Other saints: Blessed George Nichols, Richard Yaxley, Thomas Belson, Humphrey Pritchard (-1589)

Birmingham
These four men were executed at Oxford on 5 July 1589. Two were priests: George Nichols, born at Oxford, and Richard Yaxley, born at Boston, Lincolnshire, both ordained at the English College at Rheims. Thomas Belson was a gentleman from Oxfordshire who worked as a layman to support the underground work of the priests in Elizabethan England and had previously been imprisoned and deported; he was 26. All three were arrested at the Catherine Wheel at Oxford, together with Humphrey Pritchard, employed by the widow who owned the public house; she was condemned to perpetual imprisonment. After examination and torture in London, the four were tried and executed at Oxford. Blessed Humphrey Pritchard, the barman, was taunted for his ignorance by some of the university men present at the execution. When he said that he died for being a Catholic, one of them shouted that he was unable to explain what being a Catholic meant. Blessed Humphrey replied: “What I cannot say in words, I will seal with my blood”. They were beatified by Pope John Paul II in 1987.
Birmingham Ordo

About the author of the Second Reading in today's Office of Readings:

Second Reading: St Cyril of Jerusalem (315 - 386)

Cyril was born in 315 of Christian parents and succeeded Maximus as bishop of Jerusalem in 348. He was active in the Arian controversy and was exiled more than once as a result. His pastoral zeal is especially shown in his Catecheses, in which he expounded orthodox doctrine, holy Scripture and the traditions of the faith. They are still read today, and several of the Second Readings of the Office of Readings are taken from them. He died in 386. He is held in high esteem by both the Catholics and the Orthodox, and he was declared a Doctor of the Church by the Pope in 1883.

Liturgical colour: green

The theological virtue of hope is symbolized by the colour green, just as the burning fire of love is symbolized by red. Green is the colour of growing things, and hope, like them, is always new and always fresh. Liturgically, green is the colour of Ordinary Time, the orderly sequence of weeks through the year, a season in which we are being neither single-mindedly penitent (in purple) nor overwhelmingly joyful (in white).

Mid-morning reading (Terce)1 Kings 8:60-61
May all the peoples of the earth come to know that the Lord is God indeed, and that there is no other. May your hearts be wholly with the Lord our God, following his laws and keeping his commandments as at this present day.

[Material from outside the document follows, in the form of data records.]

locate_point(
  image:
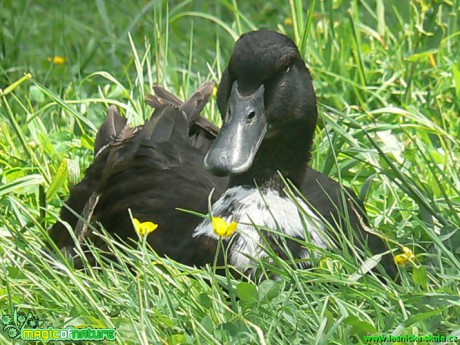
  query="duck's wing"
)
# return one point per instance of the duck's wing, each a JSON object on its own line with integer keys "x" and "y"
{"x": 340, "y": 206}
{"x": 114, "y": 128}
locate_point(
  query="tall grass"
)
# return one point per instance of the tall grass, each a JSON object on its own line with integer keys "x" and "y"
{"x": 387, "y": 75}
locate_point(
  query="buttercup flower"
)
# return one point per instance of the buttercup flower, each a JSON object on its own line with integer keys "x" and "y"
{"x": 144, "y": 228}
{"x": 407, "y": 256}
{"x": 222, "y": 228}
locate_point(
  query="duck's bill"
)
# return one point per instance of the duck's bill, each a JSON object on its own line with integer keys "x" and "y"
{"x": 244, "y": 128}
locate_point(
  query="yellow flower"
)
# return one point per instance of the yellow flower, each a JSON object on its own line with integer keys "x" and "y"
{"x": 144, "y": 228}
{"x": 403, "y": 259}
{"x": 57, "y": 60}
{"x": 222, "y": 228}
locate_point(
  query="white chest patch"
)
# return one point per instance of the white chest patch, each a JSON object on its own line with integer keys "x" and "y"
{"x": 267, "y": 209}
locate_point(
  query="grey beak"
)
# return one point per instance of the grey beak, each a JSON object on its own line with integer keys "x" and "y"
{"x": 243, "y": 130}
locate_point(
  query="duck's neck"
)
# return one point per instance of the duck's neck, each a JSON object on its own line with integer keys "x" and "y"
{"x": 287, "y": 153}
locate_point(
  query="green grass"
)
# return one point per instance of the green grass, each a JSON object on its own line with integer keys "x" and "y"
{"x": 387, "y": 75}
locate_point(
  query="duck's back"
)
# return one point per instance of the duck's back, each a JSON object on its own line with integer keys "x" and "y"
{"x": 152, "y": 171}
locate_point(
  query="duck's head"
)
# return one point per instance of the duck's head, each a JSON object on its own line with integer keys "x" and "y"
{"x": 265, "y": 94}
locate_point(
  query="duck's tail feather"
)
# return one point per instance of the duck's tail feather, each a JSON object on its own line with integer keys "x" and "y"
{"x": 110, "y": 129}
{"x": 199, "y": 127}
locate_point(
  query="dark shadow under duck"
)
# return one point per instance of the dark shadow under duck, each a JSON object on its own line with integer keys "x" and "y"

Noon reading (Sext)Jeremiah 17:9-10
The heart is more devious than any other thing, perverse too: who can pierce its secrets? I, the Lord, search to the heart, I probe the loins, to give each man what his conduct and his actions deserve.

Afternoon reading (None)Wisdom 7:27,8:1
Although she is alone, Wisdom can accomplish everything. She deploys her strength from one end of the earth to the other, ordering all things for good.